ACLU takes legal action defending rights of Maryland transgender students

BALTIMORE, Md. — The American Civil Liberties Union filed a motion today to defend a Maryland school board’s policies that prevent discrimination, harassment, and stigmatization of transgender and gender nonconforming students in the school system. The policies ensure that transgender students can, among other things, use school facilities in accordance with their gender identity.

A federal lawsuit against the Frederick County School Board was filed anonymously by a non-transgender student and her mother, who claim that allowing transgender students restroom and locker room access infringes upon student privacy rights. However, the only privacy violation alleged in the plaintiff’s complaint was an incident that did not even involve any students that are transgender. The lawsuit also seeks to invalidate policies preventing harassment, and protecting the confidentiality and privacy of transgender students.

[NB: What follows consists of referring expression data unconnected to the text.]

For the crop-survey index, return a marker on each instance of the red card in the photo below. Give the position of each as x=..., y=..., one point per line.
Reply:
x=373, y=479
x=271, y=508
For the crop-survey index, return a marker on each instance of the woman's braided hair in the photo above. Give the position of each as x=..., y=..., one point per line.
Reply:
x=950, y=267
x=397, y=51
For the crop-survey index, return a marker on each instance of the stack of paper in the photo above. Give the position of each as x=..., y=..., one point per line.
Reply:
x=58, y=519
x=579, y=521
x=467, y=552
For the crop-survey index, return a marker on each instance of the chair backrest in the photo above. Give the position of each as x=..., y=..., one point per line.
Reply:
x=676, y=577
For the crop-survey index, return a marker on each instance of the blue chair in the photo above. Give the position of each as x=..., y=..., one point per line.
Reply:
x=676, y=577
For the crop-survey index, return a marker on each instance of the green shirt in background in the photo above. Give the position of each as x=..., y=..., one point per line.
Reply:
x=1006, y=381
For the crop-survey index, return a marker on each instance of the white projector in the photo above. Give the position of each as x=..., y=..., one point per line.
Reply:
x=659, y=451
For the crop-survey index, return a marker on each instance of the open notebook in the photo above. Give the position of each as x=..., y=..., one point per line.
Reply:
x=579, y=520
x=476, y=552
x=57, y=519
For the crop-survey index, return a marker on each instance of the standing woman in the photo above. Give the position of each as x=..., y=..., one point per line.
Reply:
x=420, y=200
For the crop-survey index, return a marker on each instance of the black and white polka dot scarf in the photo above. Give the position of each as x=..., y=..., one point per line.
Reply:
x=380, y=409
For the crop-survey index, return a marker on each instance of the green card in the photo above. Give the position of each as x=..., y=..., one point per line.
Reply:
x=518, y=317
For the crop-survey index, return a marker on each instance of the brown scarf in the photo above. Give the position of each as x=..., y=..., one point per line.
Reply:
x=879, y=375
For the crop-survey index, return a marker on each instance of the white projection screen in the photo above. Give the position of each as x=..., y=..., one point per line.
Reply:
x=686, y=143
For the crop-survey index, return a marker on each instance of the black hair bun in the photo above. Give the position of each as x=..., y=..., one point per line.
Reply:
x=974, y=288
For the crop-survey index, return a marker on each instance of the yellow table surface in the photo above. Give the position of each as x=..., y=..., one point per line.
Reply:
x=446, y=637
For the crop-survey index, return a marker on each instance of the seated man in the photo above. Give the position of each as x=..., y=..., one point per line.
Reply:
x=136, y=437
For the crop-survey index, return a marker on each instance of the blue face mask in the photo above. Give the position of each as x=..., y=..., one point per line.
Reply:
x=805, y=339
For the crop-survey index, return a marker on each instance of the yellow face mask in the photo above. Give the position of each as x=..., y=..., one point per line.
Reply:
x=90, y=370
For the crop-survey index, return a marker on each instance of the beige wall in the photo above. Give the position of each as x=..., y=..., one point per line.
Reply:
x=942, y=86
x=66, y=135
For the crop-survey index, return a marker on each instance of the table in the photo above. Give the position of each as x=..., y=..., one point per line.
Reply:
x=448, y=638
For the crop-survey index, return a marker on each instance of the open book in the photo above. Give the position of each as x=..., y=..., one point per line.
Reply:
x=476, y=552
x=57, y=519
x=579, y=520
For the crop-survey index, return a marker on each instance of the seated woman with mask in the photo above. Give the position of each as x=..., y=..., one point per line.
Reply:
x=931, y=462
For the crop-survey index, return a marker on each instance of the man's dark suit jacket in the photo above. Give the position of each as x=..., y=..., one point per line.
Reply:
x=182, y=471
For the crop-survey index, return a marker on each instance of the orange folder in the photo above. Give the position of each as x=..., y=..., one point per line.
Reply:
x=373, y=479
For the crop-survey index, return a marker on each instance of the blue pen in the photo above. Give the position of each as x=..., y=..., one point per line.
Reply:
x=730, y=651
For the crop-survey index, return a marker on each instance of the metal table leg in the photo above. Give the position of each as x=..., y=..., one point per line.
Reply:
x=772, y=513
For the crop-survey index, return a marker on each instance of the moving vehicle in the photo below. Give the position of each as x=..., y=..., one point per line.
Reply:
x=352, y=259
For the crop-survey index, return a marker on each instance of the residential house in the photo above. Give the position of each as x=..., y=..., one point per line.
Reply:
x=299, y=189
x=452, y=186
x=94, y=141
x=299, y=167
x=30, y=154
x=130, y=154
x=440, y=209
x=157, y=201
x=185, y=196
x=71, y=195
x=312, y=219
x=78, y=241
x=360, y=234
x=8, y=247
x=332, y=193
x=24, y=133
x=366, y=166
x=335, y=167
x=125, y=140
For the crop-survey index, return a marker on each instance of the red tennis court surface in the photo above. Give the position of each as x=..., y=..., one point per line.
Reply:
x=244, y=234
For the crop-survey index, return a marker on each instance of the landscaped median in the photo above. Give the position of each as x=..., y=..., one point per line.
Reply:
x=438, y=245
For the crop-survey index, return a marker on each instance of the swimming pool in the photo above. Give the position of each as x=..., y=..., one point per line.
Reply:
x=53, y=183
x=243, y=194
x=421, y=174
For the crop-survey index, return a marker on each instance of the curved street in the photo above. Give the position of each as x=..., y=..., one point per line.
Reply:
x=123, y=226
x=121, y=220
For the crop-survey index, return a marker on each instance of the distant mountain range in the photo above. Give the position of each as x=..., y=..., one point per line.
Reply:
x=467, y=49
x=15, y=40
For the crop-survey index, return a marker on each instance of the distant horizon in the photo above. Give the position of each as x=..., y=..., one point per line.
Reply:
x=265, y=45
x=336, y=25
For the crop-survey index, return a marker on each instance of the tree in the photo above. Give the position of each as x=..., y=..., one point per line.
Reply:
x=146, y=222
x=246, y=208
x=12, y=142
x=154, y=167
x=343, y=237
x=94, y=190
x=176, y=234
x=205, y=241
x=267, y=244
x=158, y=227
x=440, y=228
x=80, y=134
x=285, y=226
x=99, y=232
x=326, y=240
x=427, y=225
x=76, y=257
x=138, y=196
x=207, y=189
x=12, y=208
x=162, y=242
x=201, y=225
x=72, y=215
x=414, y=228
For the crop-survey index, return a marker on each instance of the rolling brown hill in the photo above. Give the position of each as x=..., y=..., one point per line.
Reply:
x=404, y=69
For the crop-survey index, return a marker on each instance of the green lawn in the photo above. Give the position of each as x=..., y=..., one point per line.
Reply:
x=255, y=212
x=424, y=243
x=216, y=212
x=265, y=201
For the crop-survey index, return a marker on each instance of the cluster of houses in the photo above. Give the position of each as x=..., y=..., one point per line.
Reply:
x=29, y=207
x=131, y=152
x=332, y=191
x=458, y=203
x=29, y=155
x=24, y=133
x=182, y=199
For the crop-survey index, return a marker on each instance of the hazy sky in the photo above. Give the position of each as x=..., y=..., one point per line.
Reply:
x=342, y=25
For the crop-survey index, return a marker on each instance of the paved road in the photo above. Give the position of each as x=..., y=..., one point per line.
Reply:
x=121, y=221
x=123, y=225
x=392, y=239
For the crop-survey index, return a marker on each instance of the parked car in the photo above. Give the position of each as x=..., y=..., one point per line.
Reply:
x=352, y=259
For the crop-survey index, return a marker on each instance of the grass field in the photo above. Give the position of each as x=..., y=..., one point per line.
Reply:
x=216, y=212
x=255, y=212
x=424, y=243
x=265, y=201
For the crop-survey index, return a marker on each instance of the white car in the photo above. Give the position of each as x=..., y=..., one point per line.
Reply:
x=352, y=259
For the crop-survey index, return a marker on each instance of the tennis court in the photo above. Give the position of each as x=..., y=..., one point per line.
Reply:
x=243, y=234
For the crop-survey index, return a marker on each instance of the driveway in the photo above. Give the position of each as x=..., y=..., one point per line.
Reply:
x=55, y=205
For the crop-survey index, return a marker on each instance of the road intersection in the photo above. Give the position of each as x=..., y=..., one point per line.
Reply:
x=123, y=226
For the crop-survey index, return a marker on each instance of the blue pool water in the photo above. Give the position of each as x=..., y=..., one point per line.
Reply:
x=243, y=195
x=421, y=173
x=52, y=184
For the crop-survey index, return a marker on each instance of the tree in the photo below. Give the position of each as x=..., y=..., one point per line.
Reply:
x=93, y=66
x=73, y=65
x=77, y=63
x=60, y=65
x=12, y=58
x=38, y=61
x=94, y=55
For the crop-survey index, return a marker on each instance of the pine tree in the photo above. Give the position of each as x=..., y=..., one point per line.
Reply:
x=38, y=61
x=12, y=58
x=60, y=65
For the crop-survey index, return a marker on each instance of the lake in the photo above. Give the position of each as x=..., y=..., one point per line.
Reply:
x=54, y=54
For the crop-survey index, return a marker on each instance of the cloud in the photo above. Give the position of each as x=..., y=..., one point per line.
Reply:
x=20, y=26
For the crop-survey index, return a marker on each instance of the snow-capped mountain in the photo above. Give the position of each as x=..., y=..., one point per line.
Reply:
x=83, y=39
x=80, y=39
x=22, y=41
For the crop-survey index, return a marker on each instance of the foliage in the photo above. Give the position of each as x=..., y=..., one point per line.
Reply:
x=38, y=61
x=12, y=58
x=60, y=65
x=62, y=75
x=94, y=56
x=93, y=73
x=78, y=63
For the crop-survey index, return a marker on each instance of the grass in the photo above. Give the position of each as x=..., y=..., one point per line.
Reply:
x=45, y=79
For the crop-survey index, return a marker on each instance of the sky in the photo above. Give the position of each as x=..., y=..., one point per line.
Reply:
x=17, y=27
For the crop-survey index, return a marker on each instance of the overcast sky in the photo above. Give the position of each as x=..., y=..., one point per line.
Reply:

The motion to intervene in the pending lawsuit was filed by the ACLU, ACLU of Maryland, and Free State Justice on behalf of James van Kuilenburg, an honor student at Governor Thomas High School who is transgender.

The school board’s policies, adopted in June 2017, were welcomed by community members from all over Frederick County. Van Kuilenburg says that the policies “gave me the ability to finally be myself and access all parts of my education.”

In the wake of the lawsuit, the Frederick County group “Support FCPS Trans Students” has started a social media campaign called #IAmFrederick to show support for their transgender classmates.

According to van Kuilenburg, reversal of the policies would be “devastating.”

“There is an epidemic of trans students feeling unsafe, depressed, and suicidal,” he explained, and a removal of the policies in place to protect them would “create a culture of fear and misunderstanding.”

“It’s important that trans students are given the opportunity to defend themselves against these shameful attempts to isolate and stigmatize them,” said Gabriel Arkles, senior staff attorney at the ACLU LGBT & HIV Project. He added, “Schools can and should provide extra privacy protections or private restroom or changing areas for any student who requests it. But no student has a right to demand that transgender students be segregated from their peers.”

“The Frederick County School Board did the right thing: they created policies that affirm and respect their students’ gender identity,” said Jennifer Kent, managing attorney of FreeState Justice. “We intend to vigorously defend these policies in the interests of our client and affected students in Frederick County Public Schools.”

Counsel on the motion to intervene also includes Leslie Cooper and Arkles of the ACLU; David Rocah and Nick Steiner of the ACLU of Maryland; and John Hayes, Brian Whittaker, and Kenneth Nichols of the law firm Nixon Peabody.